Current data set on treatment options in second-line setting after gemcitabine failure is scattered and scant. A recently published editorial [13] highlighted that there is no consensus about second-line therapy after disease progression while receiving gemcitabine, but 5-FU-based regimens are considered. Randomized second line studies in advanced pancreatic cancer are very rare. At this meeting, the results of the CONKO- 003 study were presented [6].

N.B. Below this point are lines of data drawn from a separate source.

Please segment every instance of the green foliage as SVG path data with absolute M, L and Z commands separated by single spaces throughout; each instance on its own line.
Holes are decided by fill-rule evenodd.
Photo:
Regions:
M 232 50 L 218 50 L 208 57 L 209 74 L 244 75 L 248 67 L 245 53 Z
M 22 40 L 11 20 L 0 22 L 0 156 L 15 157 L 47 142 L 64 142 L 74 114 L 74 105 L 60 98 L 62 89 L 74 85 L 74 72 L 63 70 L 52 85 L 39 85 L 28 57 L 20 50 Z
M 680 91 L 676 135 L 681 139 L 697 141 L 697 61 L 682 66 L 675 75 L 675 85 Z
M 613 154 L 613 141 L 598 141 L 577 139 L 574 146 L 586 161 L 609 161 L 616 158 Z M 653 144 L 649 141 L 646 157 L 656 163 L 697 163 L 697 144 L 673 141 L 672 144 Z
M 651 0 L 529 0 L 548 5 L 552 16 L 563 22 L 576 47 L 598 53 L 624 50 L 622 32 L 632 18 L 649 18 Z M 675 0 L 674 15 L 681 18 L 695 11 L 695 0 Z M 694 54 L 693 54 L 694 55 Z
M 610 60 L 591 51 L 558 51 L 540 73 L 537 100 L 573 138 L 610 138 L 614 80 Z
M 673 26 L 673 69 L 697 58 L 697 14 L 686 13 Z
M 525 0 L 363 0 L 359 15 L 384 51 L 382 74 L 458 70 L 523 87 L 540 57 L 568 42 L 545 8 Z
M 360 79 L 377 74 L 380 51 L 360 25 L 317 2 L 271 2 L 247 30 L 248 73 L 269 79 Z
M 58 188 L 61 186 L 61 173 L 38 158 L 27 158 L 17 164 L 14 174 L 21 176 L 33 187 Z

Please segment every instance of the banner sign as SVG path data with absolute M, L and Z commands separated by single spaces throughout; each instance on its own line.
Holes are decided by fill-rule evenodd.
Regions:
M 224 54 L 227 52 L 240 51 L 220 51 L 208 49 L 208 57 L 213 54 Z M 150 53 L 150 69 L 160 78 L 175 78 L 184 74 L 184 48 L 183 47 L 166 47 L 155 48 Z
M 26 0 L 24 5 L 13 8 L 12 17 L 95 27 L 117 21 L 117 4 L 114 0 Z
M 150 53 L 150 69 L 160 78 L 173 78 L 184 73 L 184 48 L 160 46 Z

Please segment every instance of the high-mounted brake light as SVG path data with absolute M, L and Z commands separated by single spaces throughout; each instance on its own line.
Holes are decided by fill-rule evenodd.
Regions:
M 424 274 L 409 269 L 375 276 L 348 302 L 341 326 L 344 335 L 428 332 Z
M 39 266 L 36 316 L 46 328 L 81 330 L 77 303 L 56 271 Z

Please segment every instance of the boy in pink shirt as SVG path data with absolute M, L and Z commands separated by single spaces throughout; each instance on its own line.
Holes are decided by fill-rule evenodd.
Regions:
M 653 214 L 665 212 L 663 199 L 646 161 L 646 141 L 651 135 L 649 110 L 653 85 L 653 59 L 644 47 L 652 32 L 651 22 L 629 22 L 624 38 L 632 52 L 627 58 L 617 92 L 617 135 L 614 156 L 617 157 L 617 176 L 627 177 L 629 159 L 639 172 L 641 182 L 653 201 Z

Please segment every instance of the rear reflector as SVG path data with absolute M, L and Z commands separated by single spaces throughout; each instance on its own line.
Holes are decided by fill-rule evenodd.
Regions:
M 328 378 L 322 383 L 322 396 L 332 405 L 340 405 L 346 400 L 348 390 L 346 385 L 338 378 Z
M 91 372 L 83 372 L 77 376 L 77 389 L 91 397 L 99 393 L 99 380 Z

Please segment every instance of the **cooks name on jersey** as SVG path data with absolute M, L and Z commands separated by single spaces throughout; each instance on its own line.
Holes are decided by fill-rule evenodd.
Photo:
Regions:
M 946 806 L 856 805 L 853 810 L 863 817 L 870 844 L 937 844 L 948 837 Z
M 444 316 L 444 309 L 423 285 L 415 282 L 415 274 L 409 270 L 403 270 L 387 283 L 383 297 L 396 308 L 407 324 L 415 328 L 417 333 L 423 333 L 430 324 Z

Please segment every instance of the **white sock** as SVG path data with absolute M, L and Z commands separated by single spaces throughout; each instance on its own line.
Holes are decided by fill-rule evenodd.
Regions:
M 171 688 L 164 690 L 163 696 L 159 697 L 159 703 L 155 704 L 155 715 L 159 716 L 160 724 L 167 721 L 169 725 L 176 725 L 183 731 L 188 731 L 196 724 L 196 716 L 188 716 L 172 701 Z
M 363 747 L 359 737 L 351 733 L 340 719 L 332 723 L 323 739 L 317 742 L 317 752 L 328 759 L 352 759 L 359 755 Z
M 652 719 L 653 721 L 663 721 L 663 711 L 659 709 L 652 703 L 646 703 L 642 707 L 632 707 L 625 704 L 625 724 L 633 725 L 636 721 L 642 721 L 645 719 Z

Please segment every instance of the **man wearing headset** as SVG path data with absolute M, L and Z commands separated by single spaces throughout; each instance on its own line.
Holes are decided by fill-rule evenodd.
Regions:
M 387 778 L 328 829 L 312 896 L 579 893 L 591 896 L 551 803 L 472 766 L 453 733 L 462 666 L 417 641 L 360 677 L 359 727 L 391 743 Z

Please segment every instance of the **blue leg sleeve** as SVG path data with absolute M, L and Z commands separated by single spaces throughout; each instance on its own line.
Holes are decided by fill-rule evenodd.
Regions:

CONKO-003. A Randomized Trial in Patients with Gemcitabine Refractory Pancreatic Cancer

Study Design. This study randomized 165 patients to FF (5-FU 2 g/m2 (24 h) plus folinic acid or leucovorin (FA) 200 mg/m2 (30 min) on days 1, 8, 15, and 22) or OFF (FF plus oxaliplatin 85 mg/m2, days 8 and 22) (Figure 4). Objectives. The primary endpoint was overall survival and secondary endpoints were disease free survival and toxicity. Results. The results presented at the meeting are summarized in Tables 8 and 9. The study indicated that alternating OFF/FF and continuous FF are feasible and tolerable regimens as second-line treatment of advanced pancreatic cancer after gemcitabine failure. OFF/FF results in significantly longer progression free survival (P=0.012) and overall survival (P=0.014) vs. FF. OFF/FF also results in substantially greater clinical benefit in patients with poor prognostic features (Table 10).


Figure 4. Study design of CONKO-003: patients with gemcitabine refractory pancreatic cancer.
FF: 5-FU 2 g/m2 (24 h) plus FA 200 mg/m2 (30 min) on days 1, 8, 15, and 22
OFF: FF plus oxaliplatin 85 mg/m2, days 8 and 22
FA: folinic acid or leucovorin




The authors suggested that OFF/FF should be considered standard second-line treatment in patients who progress on gemcitabine.